One thing that’s been very noticeable is the general lack of trust in others. Government and police are generally very corrupt, and social services are largely dysfunctional, from water and electricity to public schools. I think that this, in addition to a history of authoritarian rule, has contributed to a sense of competitive self dependency, which has spilled over into intergroup relationships as well. For example, Dominicans are very quick to stereotype people from different ethnic and socioeconomic backgrounds, imagining each group to be a homogenous and threatening entity. The “Other” seems to loom formidably in every conversation about social issues. What’s more is that there’s an unveiled hatred for the “Other:” stereotyping is typically pared with verbal dehumanization. When I softly challenge people’s assumptions, sometimes they rephrase, sometimes they don’t…it’s just an interesting manifestation of deeply ingrained classism that moves in all directions. People are very proud to be Dominican, but many don’t like to imagine that they share this country with other Dominicans unlike them in some way.

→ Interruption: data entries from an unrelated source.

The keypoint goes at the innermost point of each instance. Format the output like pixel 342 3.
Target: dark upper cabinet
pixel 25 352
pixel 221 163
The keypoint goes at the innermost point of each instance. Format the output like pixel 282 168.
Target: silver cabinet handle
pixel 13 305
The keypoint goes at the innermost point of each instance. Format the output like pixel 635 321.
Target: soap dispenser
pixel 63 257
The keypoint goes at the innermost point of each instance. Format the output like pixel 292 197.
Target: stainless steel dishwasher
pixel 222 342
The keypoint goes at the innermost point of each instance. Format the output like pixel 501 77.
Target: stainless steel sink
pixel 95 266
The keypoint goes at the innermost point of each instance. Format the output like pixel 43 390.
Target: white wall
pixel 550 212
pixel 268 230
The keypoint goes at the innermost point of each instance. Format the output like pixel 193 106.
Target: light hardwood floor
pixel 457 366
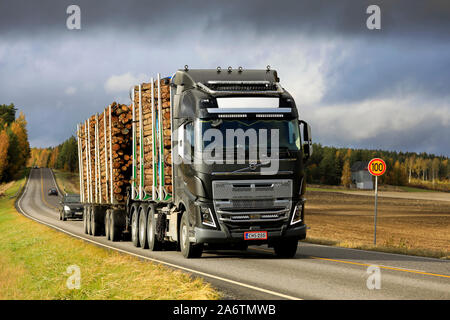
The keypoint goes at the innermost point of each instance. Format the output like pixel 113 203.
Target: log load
pixel 147 138
pixel 112 156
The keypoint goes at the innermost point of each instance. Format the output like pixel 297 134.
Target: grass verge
pixel 34 261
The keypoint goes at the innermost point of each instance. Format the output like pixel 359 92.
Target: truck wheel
pixel 286 248
pixel 153 243
pixel 143 208
pixel 85 210
pixel 135 225
pixel 107 224
pixel 97 218
pixel 188 249
pixel 117 224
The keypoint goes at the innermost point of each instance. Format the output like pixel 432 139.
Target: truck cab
pixel 239 157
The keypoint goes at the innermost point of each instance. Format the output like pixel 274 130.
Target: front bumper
pixel 225 236
pixel 73 214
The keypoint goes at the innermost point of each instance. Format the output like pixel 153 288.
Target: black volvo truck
pixel 239 148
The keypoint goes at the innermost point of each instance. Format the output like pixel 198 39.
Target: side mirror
pixel 307 140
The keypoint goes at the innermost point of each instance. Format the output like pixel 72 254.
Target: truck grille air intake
pixel 252 200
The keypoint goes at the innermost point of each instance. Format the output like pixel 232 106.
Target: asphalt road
pixel 317 272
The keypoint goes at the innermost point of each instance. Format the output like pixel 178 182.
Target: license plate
pixel 255 235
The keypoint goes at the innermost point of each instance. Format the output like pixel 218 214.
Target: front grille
pixel 240 201
pixel 243 226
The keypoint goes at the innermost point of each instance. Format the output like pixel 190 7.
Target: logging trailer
pixel 184 164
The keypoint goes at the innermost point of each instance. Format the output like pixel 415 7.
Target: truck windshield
pixel 288 132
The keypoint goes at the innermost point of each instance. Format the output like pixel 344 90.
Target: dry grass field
pixel 412 226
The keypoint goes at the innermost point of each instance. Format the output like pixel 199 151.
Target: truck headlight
pixel 207 218
pixel 297 216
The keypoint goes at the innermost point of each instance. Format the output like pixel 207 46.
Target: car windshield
pixel 288 131
pixel 72 198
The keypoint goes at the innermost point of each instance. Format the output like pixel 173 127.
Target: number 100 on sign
pixel 377 167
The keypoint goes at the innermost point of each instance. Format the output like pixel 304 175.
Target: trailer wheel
pixel 153 243
pixel 143 209
pixel 85 214
pixel 188 249
pixel 117 224
pixel 286 248
pixel 107 224
pixel 135 225
pixel 88 220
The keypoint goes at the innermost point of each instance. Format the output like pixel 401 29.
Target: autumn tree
pixel 4 146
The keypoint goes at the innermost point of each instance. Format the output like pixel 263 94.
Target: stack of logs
pixel 120 150
pixel 146 106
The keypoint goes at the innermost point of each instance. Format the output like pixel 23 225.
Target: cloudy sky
pixel 357 87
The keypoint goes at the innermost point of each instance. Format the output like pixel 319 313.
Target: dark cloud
pixel 346 17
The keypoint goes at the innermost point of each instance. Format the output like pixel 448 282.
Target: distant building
pixel 361 176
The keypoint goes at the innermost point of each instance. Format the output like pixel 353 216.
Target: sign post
pixel 376 167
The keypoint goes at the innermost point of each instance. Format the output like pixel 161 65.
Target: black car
pixel 71 207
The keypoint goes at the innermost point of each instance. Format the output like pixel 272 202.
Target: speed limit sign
pixel 377 167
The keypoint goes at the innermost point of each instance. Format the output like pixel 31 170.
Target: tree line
pixel 332 166
pixel 14 145
pixel 327 165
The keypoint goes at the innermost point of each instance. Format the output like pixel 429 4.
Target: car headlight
pixel 297 216
pixel 207 218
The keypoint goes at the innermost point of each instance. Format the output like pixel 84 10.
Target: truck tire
pixel 107 224
pixel 286 248
pixel 117 224
pixel 97 218
pixel 143 209
pixel 188 249
pixel 153 243
pixel 135 225
pixel 85 209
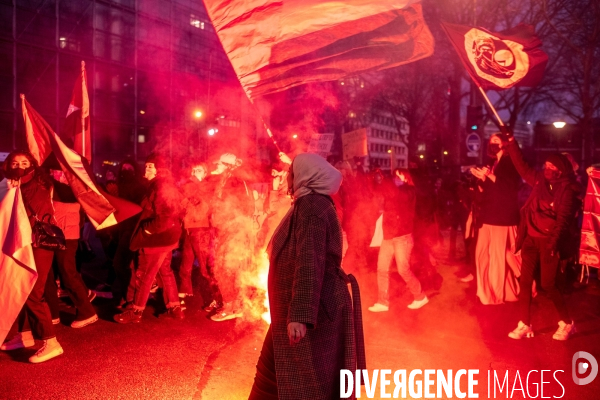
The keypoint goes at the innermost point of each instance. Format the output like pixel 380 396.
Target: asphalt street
pixel 200 359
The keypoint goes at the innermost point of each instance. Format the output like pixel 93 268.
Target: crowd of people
pixel 218 220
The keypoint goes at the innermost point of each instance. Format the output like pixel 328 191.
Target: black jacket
pixel 159 224
pixel 551 208
pixel 398 209
pixel 500 199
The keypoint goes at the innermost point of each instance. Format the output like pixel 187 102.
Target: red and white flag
pixel 274 45
pixel 77 124
pixel 589 248
pixel 102 209
pixel 499 60
pixel 18 273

I’m definitely going to try to incorporate some of this observation into the peace curriculum I’m creating for the school out here. Although the levels of direct violence outside of the family are not extremely high, structural violence (i.e., inequality and inequity built into the structure of society) is a big issue here. I’m taking more of a transformational approach in both the curriculum and the workshops I'm designing, so this could work itself into the programming relatively easily. This week, I’ve been meeting with some directors and students, and I’m hoping to also meet with teachers. I’d like to progress the project with as much collaboration as possible, which I’m hoping will make the program contextually appropriate and increase its chances of sticking when I leave in eight weeks. There's a lot to do but not a lot of time to do it!

Switching gears, a couple weekends ago I traveled with some friends I made here to Isla Saona. It’s a beautiful island off the southeast coast of the Hispaniola near Bayahibe. It was a little bit of a ride to get there, but definitely worth it.

Isla Saona.

This past weekend, I went to Parque de los Tres Ojos (Park of Three Eyes) located near Santo Domingo; it’s a park with cenotes (or cave pools fed by underground rivers).

At the cenotes with Catherine, my Chilean friend.